I'm sorry. I was just being facetious. I know I shouldn't, and it is wrong but the question doesn't deserve any better. I suppose my true response would be something along the lines of;

If you truly need to ask this question, and need the permission of a bunch of folks you do not know to make up your mind, perhaps you shouldn't be married.

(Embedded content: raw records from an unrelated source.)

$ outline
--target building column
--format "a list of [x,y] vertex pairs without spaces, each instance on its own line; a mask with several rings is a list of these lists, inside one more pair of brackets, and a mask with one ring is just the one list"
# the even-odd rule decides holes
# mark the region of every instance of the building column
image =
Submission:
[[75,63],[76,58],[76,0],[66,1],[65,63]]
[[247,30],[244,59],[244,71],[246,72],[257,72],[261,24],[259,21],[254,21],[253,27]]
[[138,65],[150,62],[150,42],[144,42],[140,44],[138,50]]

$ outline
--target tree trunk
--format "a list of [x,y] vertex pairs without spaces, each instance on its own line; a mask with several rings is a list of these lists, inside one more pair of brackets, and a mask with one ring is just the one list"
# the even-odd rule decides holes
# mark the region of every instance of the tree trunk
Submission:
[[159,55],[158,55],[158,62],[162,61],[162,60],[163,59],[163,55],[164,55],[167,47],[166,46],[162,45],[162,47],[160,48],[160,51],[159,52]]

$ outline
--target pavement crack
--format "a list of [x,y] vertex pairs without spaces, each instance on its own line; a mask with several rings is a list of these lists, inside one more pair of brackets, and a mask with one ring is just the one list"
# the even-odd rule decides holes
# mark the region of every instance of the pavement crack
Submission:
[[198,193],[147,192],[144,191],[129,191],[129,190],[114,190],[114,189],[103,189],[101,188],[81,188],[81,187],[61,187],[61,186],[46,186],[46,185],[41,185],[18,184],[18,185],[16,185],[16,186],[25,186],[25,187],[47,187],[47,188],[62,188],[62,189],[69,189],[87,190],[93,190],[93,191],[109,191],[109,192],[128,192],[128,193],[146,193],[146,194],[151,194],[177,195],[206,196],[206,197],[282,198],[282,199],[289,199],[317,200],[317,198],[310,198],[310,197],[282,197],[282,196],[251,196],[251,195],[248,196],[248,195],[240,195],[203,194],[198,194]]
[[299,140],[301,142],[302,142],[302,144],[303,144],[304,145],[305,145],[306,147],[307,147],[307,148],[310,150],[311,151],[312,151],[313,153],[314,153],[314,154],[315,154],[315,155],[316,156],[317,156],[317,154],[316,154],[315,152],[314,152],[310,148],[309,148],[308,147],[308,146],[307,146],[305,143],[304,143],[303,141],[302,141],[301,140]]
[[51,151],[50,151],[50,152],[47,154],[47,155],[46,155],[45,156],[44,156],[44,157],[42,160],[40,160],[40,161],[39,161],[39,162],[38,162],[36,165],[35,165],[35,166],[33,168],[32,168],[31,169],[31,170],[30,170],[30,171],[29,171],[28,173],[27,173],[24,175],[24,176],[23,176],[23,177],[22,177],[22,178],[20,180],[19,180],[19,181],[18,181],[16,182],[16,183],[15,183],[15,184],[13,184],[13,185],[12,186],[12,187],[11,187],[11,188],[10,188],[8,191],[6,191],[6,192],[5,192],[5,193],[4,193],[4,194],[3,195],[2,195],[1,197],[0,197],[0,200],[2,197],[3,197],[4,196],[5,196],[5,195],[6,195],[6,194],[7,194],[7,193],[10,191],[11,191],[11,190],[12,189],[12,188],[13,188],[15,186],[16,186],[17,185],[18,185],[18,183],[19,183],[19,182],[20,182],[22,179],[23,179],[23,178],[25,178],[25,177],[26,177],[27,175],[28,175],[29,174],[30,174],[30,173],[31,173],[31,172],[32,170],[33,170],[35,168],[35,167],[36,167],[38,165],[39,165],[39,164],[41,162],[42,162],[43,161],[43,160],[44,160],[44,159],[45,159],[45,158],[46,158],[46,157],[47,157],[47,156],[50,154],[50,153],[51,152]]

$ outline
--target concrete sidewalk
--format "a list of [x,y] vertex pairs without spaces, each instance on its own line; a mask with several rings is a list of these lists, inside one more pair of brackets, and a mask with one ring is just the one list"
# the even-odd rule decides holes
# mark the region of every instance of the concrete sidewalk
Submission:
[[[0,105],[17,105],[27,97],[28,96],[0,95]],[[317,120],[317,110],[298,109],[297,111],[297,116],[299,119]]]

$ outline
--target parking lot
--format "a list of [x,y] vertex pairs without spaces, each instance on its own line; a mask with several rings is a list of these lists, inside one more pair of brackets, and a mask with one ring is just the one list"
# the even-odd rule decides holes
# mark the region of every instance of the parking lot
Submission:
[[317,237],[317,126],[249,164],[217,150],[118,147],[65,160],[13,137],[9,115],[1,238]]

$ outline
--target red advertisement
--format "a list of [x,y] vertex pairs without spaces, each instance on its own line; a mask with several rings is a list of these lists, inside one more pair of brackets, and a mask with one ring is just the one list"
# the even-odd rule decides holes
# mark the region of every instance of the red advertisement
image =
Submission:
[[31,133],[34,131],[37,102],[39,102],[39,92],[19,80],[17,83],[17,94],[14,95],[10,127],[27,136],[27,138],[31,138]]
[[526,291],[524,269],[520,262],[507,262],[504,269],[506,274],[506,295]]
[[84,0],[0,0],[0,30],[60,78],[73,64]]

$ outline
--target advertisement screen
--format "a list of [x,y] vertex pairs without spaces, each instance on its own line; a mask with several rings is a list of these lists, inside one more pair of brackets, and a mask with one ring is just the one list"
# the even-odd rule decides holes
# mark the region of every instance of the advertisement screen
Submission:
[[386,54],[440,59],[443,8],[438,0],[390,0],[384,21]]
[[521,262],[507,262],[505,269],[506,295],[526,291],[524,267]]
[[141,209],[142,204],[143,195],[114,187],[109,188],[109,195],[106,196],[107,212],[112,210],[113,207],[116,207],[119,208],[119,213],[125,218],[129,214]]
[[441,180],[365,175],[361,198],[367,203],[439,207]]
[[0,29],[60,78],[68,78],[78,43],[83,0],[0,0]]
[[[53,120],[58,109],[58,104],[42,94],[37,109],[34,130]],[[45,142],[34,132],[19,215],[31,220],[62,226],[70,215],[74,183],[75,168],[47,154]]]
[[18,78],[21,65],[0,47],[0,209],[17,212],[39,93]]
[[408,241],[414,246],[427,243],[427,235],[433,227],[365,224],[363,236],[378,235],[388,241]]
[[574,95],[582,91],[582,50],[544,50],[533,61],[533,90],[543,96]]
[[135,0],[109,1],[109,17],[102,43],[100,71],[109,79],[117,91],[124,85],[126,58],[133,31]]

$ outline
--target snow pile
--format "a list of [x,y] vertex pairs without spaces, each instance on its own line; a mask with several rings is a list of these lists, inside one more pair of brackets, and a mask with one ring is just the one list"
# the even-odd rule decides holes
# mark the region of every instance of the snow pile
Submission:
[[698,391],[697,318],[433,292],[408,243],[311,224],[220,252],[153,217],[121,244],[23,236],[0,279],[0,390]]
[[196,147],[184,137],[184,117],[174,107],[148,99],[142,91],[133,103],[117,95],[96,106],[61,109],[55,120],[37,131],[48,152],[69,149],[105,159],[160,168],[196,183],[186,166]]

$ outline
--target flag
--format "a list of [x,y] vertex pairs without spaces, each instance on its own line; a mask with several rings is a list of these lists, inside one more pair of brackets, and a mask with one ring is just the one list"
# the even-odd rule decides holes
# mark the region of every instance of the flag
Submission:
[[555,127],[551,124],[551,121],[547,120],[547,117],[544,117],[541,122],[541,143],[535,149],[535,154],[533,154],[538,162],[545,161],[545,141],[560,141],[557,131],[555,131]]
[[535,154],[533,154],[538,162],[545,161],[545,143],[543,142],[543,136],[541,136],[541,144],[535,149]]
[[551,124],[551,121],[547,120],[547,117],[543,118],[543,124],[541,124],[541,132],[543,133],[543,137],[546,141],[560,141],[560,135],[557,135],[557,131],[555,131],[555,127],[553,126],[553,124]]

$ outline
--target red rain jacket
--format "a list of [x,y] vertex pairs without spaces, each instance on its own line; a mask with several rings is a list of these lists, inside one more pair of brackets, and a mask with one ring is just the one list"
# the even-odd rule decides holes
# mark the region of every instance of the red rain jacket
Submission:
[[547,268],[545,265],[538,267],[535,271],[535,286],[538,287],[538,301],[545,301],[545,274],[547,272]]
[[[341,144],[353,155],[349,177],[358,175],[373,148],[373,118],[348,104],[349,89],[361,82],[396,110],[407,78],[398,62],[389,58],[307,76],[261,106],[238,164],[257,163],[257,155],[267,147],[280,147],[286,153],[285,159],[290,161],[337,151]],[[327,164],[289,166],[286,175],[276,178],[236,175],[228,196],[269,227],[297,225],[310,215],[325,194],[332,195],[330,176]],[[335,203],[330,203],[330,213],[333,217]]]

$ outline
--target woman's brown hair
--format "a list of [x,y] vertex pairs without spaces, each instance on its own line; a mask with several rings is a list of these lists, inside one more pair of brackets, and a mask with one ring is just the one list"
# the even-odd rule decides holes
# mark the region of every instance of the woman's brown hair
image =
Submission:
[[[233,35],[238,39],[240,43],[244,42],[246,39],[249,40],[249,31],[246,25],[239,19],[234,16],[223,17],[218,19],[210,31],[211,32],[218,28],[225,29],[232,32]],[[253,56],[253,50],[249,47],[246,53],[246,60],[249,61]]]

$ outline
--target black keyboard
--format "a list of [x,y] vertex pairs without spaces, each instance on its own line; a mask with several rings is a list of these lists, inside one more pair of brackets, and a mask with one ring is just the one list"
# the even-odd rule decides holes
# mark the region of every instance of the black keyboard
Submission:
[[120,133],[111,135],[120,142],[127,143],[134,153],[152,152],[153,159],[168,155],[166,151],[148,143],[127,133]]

But I thought that would be a tad insensitive, if he really did need those things after all. I should have thought it through. What would I feel like later if he were to report back tomorrow about a steamy midnight rendezvous with the neighbors college aged son in his tree house? And what if he left his wife for the neighbor boy? I would feel like a home wrecker. Thank you for calling me out in time to remedy this wrong before things spiraled out of control and his entire neighborhood turned into a Peyton Place.


----------



## TheCrunch (Sep 3, 2012)

Roma said:


> did i just read this correctly??just out of curiosity why search for homosexual sex and not heterosexual since you specified??
> I find it incredible that you find it so easy to have an extra maritaal affair rather than have maybe patience or find another way to sort the problem and worst of all you encourage others


:iagree:

I too was flabbergasted


----------



## RandomDude (Dec 18, 2010)

When I get blue balls I don't want anyone touching my genitals, not even myself! I want it to heal so it doesn't sting everytime I walk.


----------



## IndyTMI (Oct 26, 2012)

If you have blue balls, leave them alone if you want the pain to continue and finally subside on their own.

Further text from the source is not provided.